Friday, 2 May 2014

Matthew Meinck was the only person who could reach me


Shut down, powerless, hiding form myself, hiding from everyone, there wasn't enough of me present to engage in life. I felt withdrawn, like looking out of a window watching everything going on around me but I felt stuck, disconnected.
Unable to express the agony and confusion of what it felt like to be me but couldn't understand why I felt so horrible and shut down.

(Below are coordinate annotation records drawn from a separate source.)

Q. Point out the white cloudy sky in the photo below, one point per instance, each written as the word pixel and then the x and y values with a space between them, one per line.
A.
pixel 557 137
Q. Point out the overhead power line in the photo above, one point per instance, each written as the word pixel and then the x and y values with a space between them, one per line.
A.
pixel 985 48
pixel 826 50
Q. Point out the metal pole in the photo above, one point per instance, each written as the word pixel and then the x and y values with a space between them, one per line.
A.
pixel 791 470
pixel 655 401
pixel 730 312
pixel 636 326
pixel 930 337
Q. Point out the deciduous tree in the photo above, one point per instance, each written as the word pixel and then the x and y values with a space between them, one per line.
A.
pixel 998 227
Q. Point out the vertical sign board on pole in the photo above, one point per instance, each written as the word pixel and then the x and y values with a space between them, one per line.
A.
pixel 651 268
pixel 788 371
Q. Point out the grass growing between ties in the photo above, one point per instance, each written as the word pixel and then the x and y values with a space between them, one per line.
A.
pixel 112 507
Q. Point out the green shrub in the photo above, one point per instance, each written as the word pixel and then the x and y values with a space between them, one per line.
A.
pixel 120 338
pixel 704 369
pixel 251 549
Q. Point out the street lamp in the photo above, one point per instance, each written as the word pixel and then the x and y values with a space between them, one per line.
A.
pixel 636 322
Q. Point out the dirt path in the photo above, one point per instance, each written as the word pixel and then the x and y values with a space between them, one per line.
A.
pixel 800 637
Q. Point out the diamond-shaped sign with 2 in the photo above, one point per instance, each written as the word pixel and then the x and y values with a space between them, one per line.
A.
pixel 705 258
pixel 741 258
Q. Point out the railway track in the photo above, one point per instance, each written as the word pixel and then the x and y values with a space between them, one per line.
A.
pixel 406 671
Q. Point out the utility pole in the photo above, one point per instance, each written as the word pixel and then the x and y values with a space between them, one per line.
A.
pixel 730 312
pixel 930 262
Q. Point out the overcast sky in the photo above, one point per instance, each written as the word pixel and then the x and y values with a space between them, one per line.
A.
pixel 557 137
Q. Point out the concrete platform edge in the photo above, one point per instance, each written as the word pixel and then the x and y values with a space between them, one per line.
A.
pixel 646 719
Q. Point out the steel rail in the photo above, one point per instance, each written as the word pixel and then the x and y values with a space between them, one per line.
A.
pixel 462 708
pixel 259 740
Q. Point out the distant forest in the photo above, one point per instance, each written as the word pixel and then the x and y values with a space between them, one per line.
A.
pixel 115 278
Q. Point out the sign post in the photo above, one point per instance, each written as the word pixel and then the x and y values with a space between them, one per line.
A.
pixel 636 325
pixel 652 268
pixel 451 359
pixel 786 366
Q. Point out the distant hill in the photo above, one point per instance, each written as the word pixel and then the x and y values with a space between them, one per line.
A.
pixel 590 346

Matthew Meinck, was the only person who could reach me, hiding inside too afraid to be seen or heard. Through our interactions, this terrified part began to feel safe to express like never before.

With his unique understanding, no textbook jargon, just gutsy real interaction with true sensitivity , I could feel the truth being uncovered from this hidden me.

Being sexually abused as a small child, the trauma is unbearable, no words, no concept of what it means, but the sense of it remains in the body, locked in. The pattern is set, the abuse continued throughout my life. This part of me was hidden, a secret life, born of this kind of pain.

Coming back to life has been painful, facing up to the trauma, the horrible feelings and disease in me.

Matthew goes so far beyond the limited concept we have been taught to believe is “healing” in the medical world. I avoided surgery having healed a condition called “endometriosis” which  debilitated me for most of my adult life, by taking real care of myself, healing naturally!

If Matthew had not been so brutally cut down by the lies and media propaganda, a hell of a lot more people could have had the opportunity to truly heal, as I am.